"Okay."

"Well, let's take a ground-level look at the country around here."

The facsiport rolled open on the landscape. A range of bluffs hugged the horizon, the color of decaying moss. Above them, the sky was the black of space, or the almost equal black of the winter sky above Minneapolis, seen against neon-lit snow. That cold, empty sky was full of fire and light. It seemed almost a magnification of the Galaxy itself, of the Milky Way, blown up by some master photographer.

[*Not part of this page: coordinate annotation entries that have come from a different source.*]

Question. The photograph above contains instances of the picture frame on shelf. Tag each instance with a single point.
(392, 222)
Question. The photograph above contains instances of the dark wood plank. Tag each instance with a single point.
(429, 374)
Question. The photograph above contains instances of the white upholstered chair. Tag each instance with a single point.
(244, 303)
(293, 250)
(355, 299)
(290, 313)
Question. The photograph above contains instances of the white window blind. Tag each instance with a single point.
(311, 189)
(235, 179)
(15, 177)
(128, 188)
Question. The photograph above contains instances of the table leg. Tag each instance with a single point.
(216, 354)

This fiery swath was actually only a belt of minor planets, almost like the asteroid belt in the original Solar System. These planets were much bigger, nearly all capable of holding an atmosphere. But to the infuriation of scientists, for no known reason not all of them did. This would be the fifth mapping expedition to the planetoids of Yancy-6 in three generations. They lay months away from the nearest Earth star by jump drive, and no one knew what they were good for, although it was felt that they would probably be good for something if it could only be discovered—much like the continent of Antarctica in ancient history.

"How can a planet with so many neighbors be so lonely?" Ryan asked. He was the captain, so he could ask questions like that.

"Some can be lonely in a crowd," Nogol said elaborately.


"What will we need outside, Ryan?" Ekstrohm asked.

"No helmets," the captain answered. "We can breathe out there, all right. It just won't be easy. This old world lost all of its helium and trace gases long ago. Nitrogen and oxygen are about it."

"Ryan, look over there," Nogol said. "Animals. Ringing the ship. Think they're intelligent, maybe hostile?"